Dünyada bir çok hekim, kendileri hipnoz eğitimi almamışlarsa yetkin bir hipnoterapist ile beraber çalışabiliyorlar. Hipnotist, hekimin uygun gördüğü konularda, hekim süpervizyonu altında hipnoz uygulaması yapabiliyor. Hipnoz, kullanım alanının genişliği, efektifliği ve çok hızlı sonuç alınabilmesi nedeniyle; dünyada bazı hekimler de kendi uzmanlık alanlarındaki uygulamalarında zaman zaman kullandıkları bir yardımcı araç olsa da, her Psikolog veya Psikiyatrist aynı zamanda bir Hipnoterapist veya Hipnoz uygulayıcısı değildir.

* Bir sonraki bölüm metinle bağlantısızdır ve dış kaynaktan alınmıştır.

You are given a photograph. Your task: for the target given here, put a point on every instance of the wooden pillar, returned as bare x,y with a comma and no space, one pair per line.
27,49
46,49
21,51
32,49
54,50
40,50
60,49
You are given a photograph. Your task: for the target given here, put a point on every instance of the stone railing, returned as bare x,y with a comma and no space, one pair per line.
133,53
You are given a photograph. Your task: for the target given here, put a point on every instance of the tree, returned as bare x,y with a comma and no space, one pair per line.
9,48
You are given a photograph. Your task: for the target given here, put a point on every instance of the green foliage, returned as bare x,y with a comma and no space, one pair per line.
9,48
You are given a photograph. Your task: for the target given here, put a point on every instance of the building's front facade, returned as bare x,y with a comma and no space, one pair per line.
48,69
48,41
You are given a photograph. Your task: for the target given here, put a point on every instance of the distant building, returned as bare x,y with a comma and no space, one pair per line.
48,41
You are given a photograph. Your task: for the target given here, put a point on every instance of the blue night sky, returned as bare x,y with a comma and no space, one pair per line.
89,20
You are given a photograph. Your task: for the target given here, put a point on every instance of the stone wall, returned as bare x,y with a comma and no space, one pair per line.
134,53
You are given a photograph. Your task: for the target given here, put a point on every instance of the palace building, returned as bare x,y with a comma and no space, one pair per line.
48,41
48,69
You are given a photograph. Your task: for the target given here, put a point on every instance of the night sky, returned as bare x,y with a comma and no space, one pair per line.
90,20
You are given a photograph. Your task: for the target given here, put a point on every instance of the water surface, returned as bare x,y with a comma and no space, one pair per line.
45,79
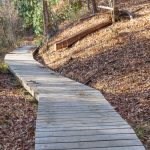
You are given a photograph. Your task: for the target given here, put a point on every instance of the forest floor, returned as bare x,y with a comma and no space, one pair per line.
17,112
114,60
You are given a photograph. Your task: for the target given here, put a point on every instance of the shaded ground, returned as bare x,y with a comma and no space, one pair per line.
115,60
17,113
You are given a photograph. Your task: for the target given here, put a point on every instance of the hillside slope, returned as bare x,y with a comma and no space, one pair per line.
114,60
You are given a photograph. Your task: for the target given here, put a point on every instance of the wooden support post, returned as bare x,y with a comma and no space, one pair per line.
45,17
113,11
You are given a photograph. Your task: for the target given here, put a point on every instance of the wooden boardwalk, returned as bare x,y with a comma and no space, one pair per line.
71,116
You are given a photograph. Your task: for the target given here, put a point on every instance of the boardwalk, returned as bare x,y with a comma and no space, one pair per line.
71,116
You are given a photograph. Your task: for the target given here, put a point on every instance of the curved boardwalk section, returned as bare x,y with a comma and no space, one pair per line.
71,116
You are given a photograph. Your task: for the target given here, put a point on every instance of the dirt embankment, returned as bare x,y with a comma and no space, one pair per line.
114,60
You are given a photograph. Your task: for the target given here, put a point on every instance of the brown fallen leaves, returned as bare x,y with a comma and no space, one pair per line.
116,61
17,115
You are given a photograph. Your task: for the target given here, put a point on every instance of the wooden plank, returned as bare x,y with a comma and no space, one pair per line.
84,133
74,38
70,115
82,138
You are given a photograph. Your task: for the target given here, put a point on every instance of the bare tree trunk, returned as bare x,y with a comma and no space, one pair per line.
94,6
45,18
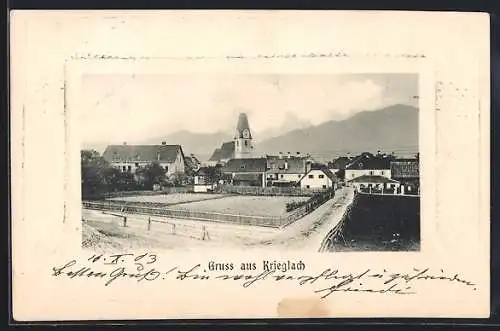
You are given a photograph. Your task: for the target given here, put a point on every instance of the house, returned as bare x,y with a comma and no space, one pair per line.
202,180
223,154
286,171
246,172
407,172
128,158
370,165
374,184
318,178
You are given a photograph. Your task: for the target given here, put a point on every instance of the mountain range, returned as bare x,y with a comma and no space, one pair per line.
394,128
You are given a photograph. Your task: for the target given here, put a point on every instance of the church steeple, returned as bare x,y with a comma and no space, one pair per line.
242,138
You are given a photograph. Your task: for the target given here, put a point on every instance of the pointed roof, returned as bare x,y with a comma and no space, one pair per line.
225,152
245,165
242,125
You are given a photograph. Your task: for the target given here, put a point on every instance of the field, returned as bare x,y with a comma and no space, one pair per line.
172,198
244,205
105,232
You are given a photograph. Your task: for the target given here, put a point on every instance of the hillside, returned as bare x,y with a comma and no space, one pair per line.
391,128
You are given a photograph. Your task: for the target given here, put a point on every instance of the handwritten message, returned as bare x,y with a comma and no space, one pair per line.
145,268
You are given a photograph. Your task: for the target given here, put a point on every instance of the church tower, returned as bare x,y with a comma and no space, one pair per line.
243,139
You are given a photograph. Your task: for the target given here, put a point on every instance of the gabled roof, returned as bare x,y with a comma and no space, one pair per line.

Hipnoterapi eğitimi ayrıca alınmış olmalıdır. Hekimler de hipnozu sadece eğitimini aldıkları kendi uzmanlık alanlarında uygularlar. Örneğin Astım hastalığı konusunda göğüs hastalıkları uzmanı, ağrısız doğumda kadın doğum uzmanı, cilt hastalıkları konusunda dermatolog, ruhsal hastalıklarda psikiyatri uzmanı, diş çekimi ve diş eti hastalıklarında diş hekimleri, hem bilgi ve yeterlilik, hem de yasal olarak yetkilidirler. Çünkü söz konusu hastalıkları tedavi ederlerken hipnozu kendi uzmanlık bilgileri içinde ekstra bir destek aracı olarak kullanacaklardır.

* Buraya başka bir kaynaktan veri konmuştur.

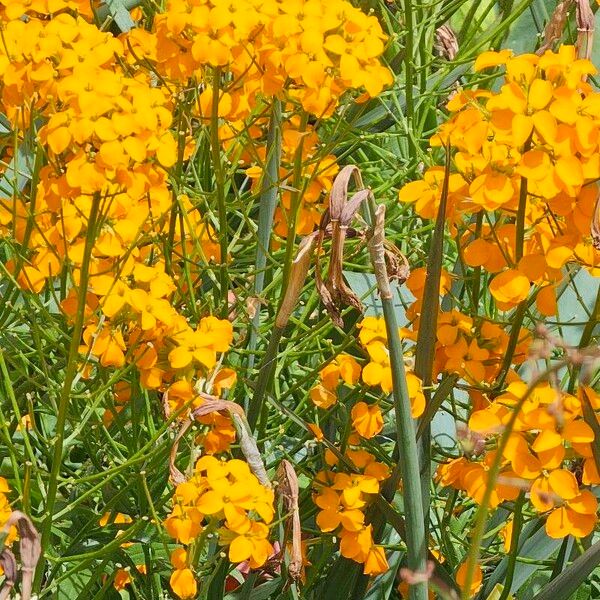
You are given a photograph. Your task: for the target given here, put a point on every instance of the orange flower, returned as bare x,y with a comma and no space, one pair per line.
183,583
366,420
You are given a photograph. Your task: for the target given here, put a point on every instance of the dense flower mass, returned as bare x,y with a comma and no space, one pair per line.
142,152
531,148
108,220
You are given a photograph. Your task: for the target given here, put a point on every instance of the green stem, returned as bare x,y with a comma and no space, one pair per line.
70,374
492,476
409,74
215,146
296,199
427,336
265,375
408,462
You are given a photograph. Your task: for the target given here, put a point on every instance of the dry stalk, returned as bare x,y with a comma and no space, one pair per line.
289,492
555,26
246,439
446,43
585,28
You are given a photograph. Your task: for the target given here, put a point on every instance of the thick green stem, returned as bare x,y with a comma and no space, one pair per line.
408,462
72,369
265,375
427,337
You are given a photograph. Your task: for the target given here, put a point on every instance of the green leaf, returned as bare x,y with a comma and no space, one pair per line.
533,546
119,11
573,576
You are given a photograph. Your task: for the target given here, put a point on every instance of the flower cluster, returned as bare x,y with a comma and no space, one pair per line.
226,498
378,372
531,148
548,455
312,51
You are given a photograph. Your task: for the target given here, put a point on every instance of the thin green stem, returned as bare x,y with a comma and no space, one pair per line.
72,369
215,146
514,545
492,476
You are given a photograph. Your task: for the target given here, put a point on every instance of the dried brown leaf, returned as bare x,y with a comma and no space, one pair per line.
555,26
289,491
246,439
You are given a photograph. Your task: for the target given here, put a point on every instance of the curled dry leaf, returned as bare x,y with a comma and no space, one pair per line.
246,439
555,26
298,274
336,221
289,492
377,250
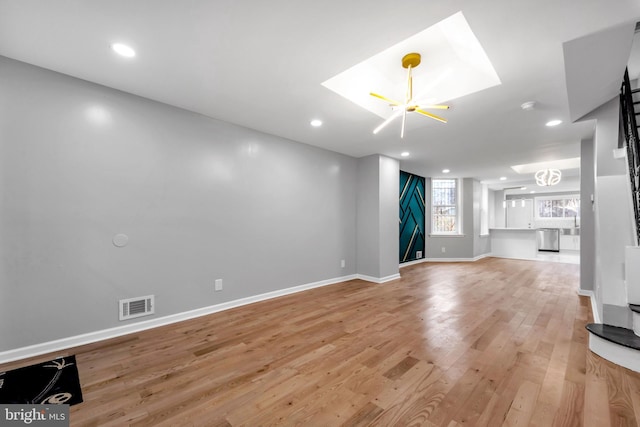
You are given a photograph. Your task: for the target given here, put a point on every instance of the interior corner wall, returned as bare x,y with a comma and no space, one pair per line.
481,243
199,200
613,223
587,219
378,179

Unutmamak gerekir ki; Hipnoz sertifikaları kişiye “hastalık tedavisi yapma yetkisi” vermez, bu yetki tüm dünyada sadece tıp hekimlerine verilmiştir. Bu nedenledir ki tıp hekimi olmayan bireylerin katıldığı hipnoz eğitimlerinde verilen sertifikalar bir “katılım belgesi” niteliğindedir ve hipnozun tıbbi uygulamalarını öğretmediği gibi bu tür konularda bir yetkinlik veya yetki vermez. Hipnozu “tedavi” amaçlı kullanma yetkisi veren şey sertifika değil, uygulayıcının üniversite diplomasıdır (hekim, klinik psikolog, vb.) Dünyada diğer ülkelerde kişisel gelişimciler ve hipnoz uzmanları, “tedavi kapsamında olmayan”, tıbbi olmayan konularda; yani “kişisel gelişim ve motivasyon” kapsamında olan konularda hipnoz uygulayabiliyorlar. Sertifikalar kişiye diledikleri her konuda hipnoz yapma yetkisi vermez. Kişinin hangi alanda hipnoz uygulayabileceği yetkisini veren şey “sertifikalar” değil, “üniversite diplomalarıdır”.